If Trumpism has not yet crossed the classical fascist threshold according to Trotsky’s analysis, the more unsettling question is what forms of power may follow it. The danger may not lie solely in the consolidation of overt dictatorship, but in the fusion of state authority with platform-based systems of behavioural control. Instrumentarian power does not need an emperor, a Führer, a party, or even a coherent ideology. It requires only access to data, control over infrastructures of communication, and alignment between corporate and state interests. In such a configuration, democracy may persist formally while being substantively emptied, its rituals intact but its capacity for collective self-determination quietly eroded.
….and ‘How to Fight It?’
A modern gloss on Trotsky’s insistence that fascism must be fought before consolidation also helps clarify what resistance looks like under contemporary conditions. Trotsky did not imagine resistance as moral denunciation or symbolic protest, but as the deliberate extension of the window of vulnerability through organisation, clarity, and the prevention of fatalism. In the twenty-first-century international information environment, this logic no longer centres on seizing presses or confronting paramilitaries in the street, but on sustaining the credibility of elections, courts, labour organisations, independent media, and civil society networks long enough to deny authoritarian projects the moment of decisive rupture, and to provide the basis for forms of transitional justice when they fail.

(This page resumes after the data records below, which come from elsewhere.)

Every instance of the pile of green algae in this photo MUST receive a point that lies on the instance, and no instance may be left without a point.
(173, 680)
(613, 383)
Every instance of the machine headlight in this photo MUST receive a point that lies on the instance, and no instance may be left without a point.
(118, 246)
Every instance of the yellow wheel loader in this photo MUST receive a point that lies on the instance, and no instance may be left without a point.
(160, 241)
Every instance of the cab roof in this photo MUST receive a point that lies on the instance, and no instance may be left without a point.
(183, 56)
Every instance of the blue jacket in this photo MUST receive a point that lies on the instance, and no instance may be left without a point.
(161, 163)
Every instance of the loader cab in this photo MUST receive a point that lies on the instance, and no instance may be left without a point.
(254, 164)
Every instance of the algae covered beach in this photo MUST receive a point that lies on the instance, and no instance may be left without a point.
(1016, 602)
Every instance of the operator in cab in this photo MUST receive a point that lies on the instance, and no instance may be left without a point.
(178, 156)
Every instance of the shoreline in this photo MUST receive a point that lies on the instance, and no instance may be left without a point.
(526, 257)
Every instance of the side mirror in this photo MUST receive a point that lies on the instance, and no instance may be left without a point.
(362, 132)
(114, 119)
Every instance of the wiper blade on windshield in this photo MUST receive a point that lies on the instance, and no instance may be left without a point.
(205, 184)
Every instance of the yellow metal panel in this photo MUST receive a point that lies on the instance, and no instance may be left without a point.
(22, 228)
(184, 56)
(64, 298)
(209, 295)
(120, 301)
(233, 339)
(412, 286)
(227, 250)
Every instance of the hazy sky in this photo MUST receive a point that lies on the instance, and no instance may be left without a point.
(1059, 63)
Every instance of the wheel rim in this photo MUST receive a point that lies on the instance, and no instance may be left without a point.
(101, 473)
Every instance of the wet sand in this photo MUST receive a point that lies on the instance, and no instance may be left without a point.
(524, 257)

Much of this work is already underway, continuing to fight ‘Trump Exhaustion Syndrome’ with trade unions rebuilding capacity, ‘Gen Z’ journalists/content creators/influencers like Adam Mockler and independent news media such as MeidasTouch documenting and calling out the daily abuses of arbitrary executive power in real time, States and civil society organisations litigating and monitoring elections, ‘legacy media’ journalists documenting abuses almost in real time, platforms under pressure to moderate amplification, transnational alternative media ecosystems providing information and analysis, and international actors signalling that constitutional breakdown and transgressions of international norms would carry diplomatic and economic costs, reinvigorating new and existing forms of rules-based multilateralism and bilateralism, rather than spelling their demise. From a Trotskyan perspective, these are not peripheral or merely defensive actions. They are precisely the kinds of counter-forces that matter before fascism consolidates, operating not to overthrow the state, but to prevent the conditions under which its destruction of pluralism, democracy, and the rule of law becomes irreversible, and widespread and systematic state criminality becomes inevitable.
“To learn to see all the crimes against humanity, all the indignities to which the human body and spirit are subjected, as the twisted outgrowths and expressions of the existing social system, in order to direct all our energies into a collective struggle against this system, that is the direction in which the burning desire for revenge can find its highest moral satisfaction.”
Leon Trotsky, Der Kampf, November 1911.